One such brewer is Scott Robertson, a Canadian brewer who works at Singapore’s Brewerkz. This brewpub has a reputation of being one of Asia’s better ones, and his work at Regina, SK’s Bushwakker made him at the time one of the most admired brewers in Canada.
JO: Could you please provide a little bit of background about yourself and your start at Bushwakker?
SR: My family lived in Germany in the mid 70’s. When we came back to Canada my father was quite disappointed with the beer available so he started making his own. This led to him starting a brewpub which I helped with, learning the brewing side. My background had been doing a Master’s degree in Physics and then traveling with little money to South America for a year. Six years later I was offered this job in Singapore to run the brewery for Brewerkz Singapore, a 400 seat brewpub.

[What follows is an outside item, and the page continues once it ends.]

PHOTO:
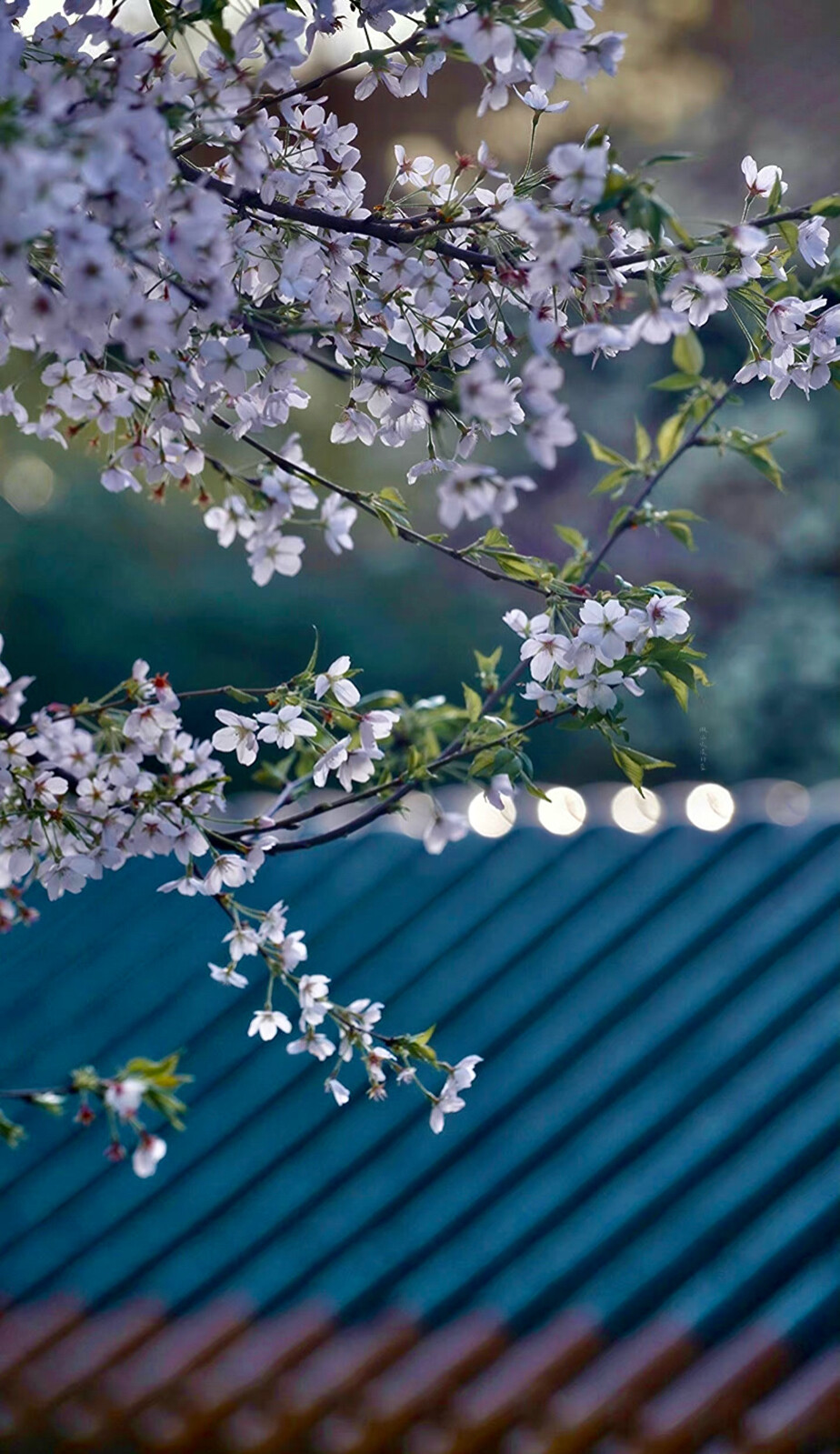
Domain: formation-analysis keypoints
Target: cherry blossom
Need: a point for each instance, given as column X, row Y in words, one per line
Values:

JO: Tell me a bit about Brewerkz and how you got involved there
SR: I was doing a little bit of consulting in Japan helping Newlands, the brewery manufacturer in British Columbia, set up breweries. Some of the people I got to know in Japan were involved with some guys in Singapore setting up a new brewpub here. This was in 1997. They asked me if I would be interested. I said yes.

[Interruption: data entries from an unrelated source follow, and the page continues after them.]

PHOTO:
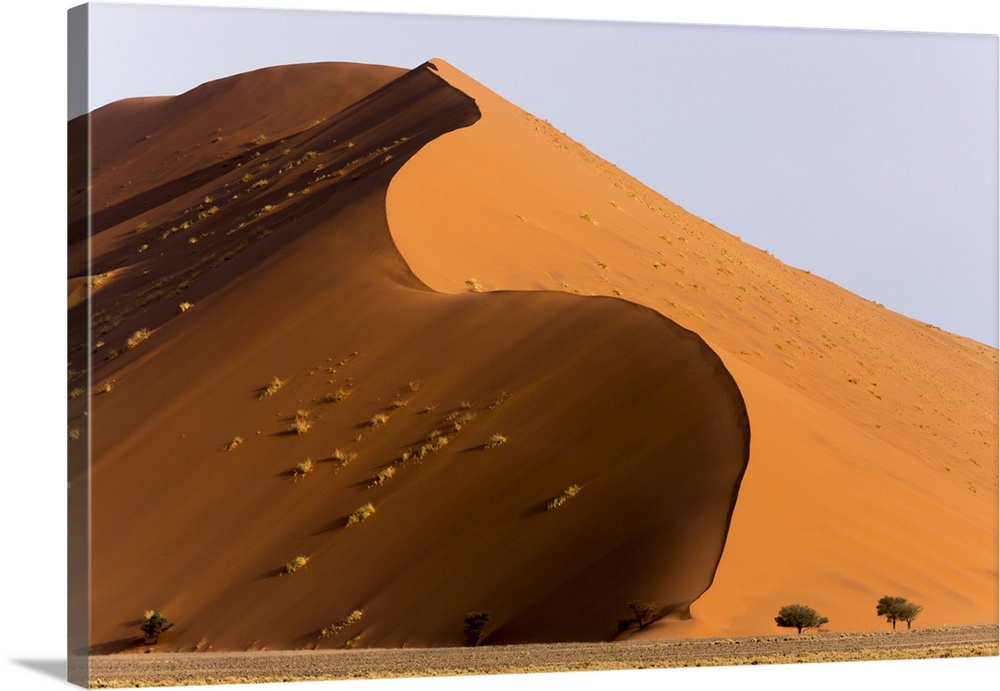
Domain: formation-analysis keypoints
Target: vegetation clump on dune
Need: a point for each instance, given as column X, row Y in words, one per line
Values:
column 272, row 388
column 361, row 513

JO: Were there any microbreweries in Singapore before Brewerkz?
SR: Yes. In 1992 a place opened but because of various factors and I have heard many, they only lasted about 6 months. In ’96 a German franchise pub, the Paulaner, opened and then we opened in early ’97. Paulaner opened a second location later in ’97 but both shut down the following year after the Asian economic crisis. We were then the only game in town. Since then, one of the Paulaners has reopened under new management.
JO: Singapore had some macro lagers and a couple of pretty good stouts - what has been the response of the population to all the new styles you’ve brewed for them?
SR: Long answer to this one. We have a very complex market here. People from all over the world live or visit here. Our most popular beer for the first 4 to 5 years was our IPA with a lot of flavour followed by our lightest bodied Golden Ale. Now the Golden is our best seller with the IPA 2nd (out of 8). We are now brewing 2 to 3 times more beer than at the beginning. So people are certainly responding well.
JO: Is the clientele mainly ex-pats or locals?
SR: About 50/50
JO: What do the locals think of hoppy beers?
SR: Our IPA certainly sells well and it is quite hoppy, near 45 IBU. I like hops a lot so usually we have 3 or 4 hoppy beers on tap, including a lower gravity dry hopped cask ale.
JO: You don’t have seasons over there - how do you approach the concept of seasonal beers?
SR: We do them anyway. We do the usual suspects like Irish Red for St. PAts, Steam beer for US Independence day, Bock for march/april, Oktoberfest etc.
JO: What is the lifestyle like in Singapore - culture, weather, etc - and how does that differ from North America?
SR: Lifestyle here is quite western. Most people speak reasonable English and have been exposed to many western ideas. There is a lot of money here, technology. The food is mostly Chinese/Malay/Indian but there are many western food concepts here like McDonalds, Burger King, Hooters, Hard Rock, Tony Roma’s. The weather is hot and humid year round. It is Jan. 1 today, raining and about 30 deg. C. The coolest temperature I have ever seen here in 8 years is about 23 deg C.
JO: For all the brewpubs that have sprung up in Asia over the years I’ve only ever seen one bottling micro outside of Japan. Does Brewerkz bottle? If not, what sort of impediments are there?
SR: Yes we bottle but only on a small scale. We sell only from our restaurant for people to take our beer home. We also make some bottle conditioned beers for mostly in-house sales.
JO: What has been the reaction of the macros to microbrewing in Singapore?
SR: They have largely ignored us but we do know some of the people from the brewing side of APB, the guys who make Tiger. They come down for visits regularly to show other people our brewery and they invite us up to their brewery.
JO: Thank you for taking the time to do this. Sounds like things are going well over there.